But Wallace added that Johnson still had “some questions to answer” over the multiple scandals, which resulted in a yet-to-launch investigation in the House of Commons.

If found guilty of lying to the Commons over the “Partygate” scandal – lockdown-breaching revels held in Downing Street – Johnson could be suspended or even expelled from parliament.

The investigating committee is sitting on “damning new evidence” that would doom any new Johnson premiership, ITV News reported.

Thanks to such controversies, Johnson left Number 10 with dismal poll ratings, and other Tories were aghast at the prospect of his comeback.

Veteran backbencher Roger Gale warned that Johnson could face a wave of resignations from MPs refusing to serve under him as leader.

Jesse Norman, a minister in the Foreign Office, said choosing Johnson again would be “an absolutely catastrophic decision”.

Sunak got his own endorsements from among others Sajid Javid and Dominic Raab, both senior former cabinet members.

And Johnson’s ambiguous appeal was underlined by another YouGov poll that found 52 percent of voters opposed to his return.

- Failed ‘experiment’ -

Rishi Sunak quickly emerged as the favourite to succeed Truss

While Sunak and Johnson are yet to formally declare, the contest is widely expected to be a three-way race between them and Mordaunt, who is the cabinet minister in charge of the House of Commons.

Contenders have until 2:00 pm (1300 GMT) on Monday to produce a minimum 100 nominations from their fellow Tory MPs.

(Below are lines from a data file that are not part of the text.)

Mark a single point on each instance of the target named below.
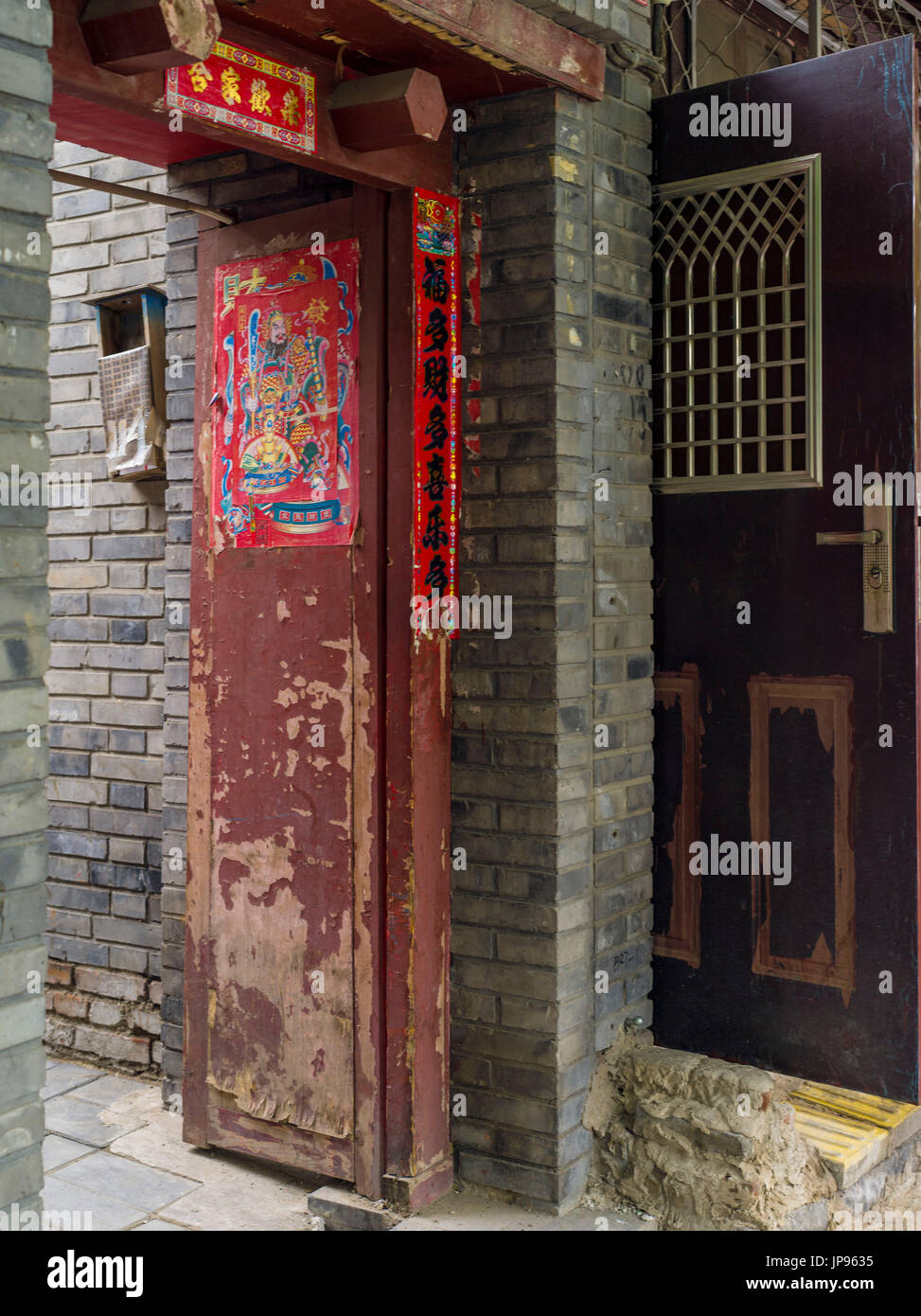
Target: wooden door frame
(401, 893)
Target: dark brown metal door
(786, 607)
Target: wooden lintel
(142, 36)
(97, 108)
(509, 36)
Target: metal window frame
(809, 476)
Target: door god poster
(284, 409)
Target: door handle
(877, 571)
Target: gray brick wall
(107, 633)
(27, 137)
(246, 186)
(556, 823)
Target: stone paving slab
(62, 1076)
(104, 1212)
(57, 1150)
(466, 1211)
(276, 1207)
(159, 1227)
(127, 1181)
(84, 1121)
(110, 1087)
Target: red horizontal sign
(249, 92)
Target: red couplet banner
(437, 403)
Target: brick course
(107, 641)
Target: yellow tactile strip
(841, 1124)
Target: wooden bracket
(391, 110)
(142, 36)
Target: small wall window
(132, 365)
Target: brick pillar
(27, 138)
(107, 648)
(553, 810)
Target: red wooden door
(786, 648)
(284, 867)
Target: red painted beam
(142, 98)
(513, 33)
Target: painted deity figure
(283, 392)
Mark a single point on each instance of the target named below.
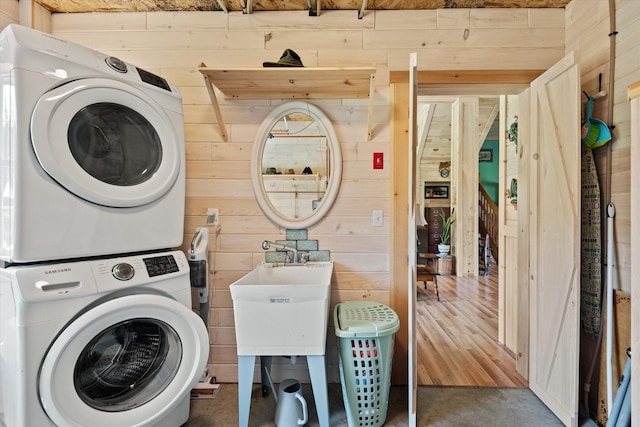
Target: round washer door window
(129, 361)
(106, 142)
(127, 364)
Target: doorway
(458, 341)
(554, 98)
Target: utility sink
(282, 309)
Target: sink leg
(265, 364)
(318, 373)
(245, 381)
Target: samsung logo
(58, 270)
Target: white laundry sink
(282, 309)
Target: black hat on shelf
(288, 59)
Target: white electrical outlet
(212, 216)
(377, 218)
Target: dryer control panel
(160, 265)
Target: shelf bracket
(362, 9)
(372, 91)
(216, 109)
(223, 7)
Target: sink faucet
(267, 244)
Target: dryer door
(129, 361)
(106, 142)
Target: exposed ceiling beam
(70, 6)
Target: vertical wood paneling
(9, 13)
(173, 44)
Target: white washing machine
(99, 343)
(91, 153)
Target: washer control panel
(123, 271)
(159, 265)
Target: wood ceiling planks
(69, 6)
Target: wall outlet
(212, 216)
(377, 218)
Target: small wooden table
(428, 271)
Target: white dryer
(99, 343)
(91, 153)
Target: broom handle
(611, 213)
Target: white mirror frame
(335, 177)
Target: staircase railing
(488, 218)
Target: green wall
(489, 171)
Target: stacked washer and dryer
(96, 326)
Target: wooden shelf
(288, 83)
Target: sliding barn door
(555, 238)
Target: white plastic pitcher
(291, 409)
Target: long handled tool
(611, 213)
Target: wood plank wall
(173, 44)
(588, 28)
(9, 12)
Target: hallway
(457, 336)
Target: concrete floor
(437, 407)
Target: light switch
(377, 218)
(378, 160)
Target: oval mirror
(296, 165)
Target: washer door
(106, 142)
(129, 361)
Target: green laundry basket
(365, 349)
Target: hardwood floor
(457, 336)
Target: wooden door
(411, 231)
(554, 196)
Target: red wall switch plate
(378, 160)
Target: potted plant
(445, 238)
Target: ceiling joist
(70, 6)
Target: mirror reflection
(296, 165)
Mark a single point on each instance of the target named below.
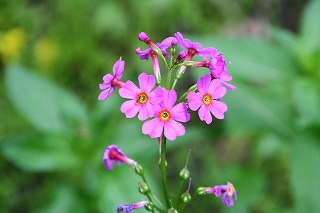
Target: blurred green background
(53, 130)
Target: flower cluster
(162, 111)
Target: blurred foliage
(267, 146)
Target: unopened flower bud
(149, 206)
(186, 197)
(139, 169)
(142, 36)
(143, 188)
(184, 173)
(201, 191)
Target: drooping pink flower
(166, 118)
(110, 82)
(163, 45)
(143, 100)
(115, 155)
(128, 208)
(227, 191)
(208, 99)
(193, 48)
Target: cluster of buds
(163, 112)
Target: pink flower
(110, 82)
(208, 99)
(143, 100)
(166, 116)
(193, 48)
(227, 191)
(115, 155)
(166, 43)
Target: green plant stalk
(179, 193)
(163, 167)
(192, 88)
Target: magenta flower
(128, 208)
(227, 191)
(193, 48)
(143, 100)
(166, 43)
(208, 99)
(166, 116)
(115, 155)
(110, 82)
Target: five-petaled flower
(115, 155)
(227, 191)
(218, 68)
(110, 82)
(208, 99)
(143, 100)
(128, 208)
(166, 116)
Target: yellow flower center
(142, 98)
(164, 115)
(207, 99)
(230, 189)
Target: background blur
(53, 130)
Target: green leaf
(310, 28)
(306, 96)
(39, 152)
(47, 106)
(65, 200)
(287, 39)
(305, 171)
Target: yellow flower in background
(11, 44)
(45, 51)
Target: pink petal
(153, 128)
(146, 111)
(129, 90)
(216, 90)
(172, 129)
(169, 99)
(229, 86)
(105, 94)
(218, 109)
(130, 108)
(118, 68)
(204, 114)
(156, 96)
(194, 100)
(180, 112)
(146, 82)
(203, 84)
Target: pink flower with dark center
(166, 116)
(166, 43)
(115, 155)
(227, 191)
(143, 100)
(193, 48)
(208, 99)
(110, 82)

That means a maximum of three candidates will emerge from among the 357 Conservatives in the Commons.

If necessary, they will vote to leave two candidates standing, and hold another “indicative” vote to tell the party membership their preferred option.

If no single candidate emerges, the rank-and-file will then have their say in an online ballot and the result will be announced next Friday.

Political website Guido Fawkes, which is running a rolling spreadsheet of Tory MPs’ declared support, had Sunak on 86, Johnson on 63 and Mordaunt on 23 by Friday evening.

But Labour leader Keir Starmer said Britain “cannot have another experiment” after Truss’s disastrous tenure.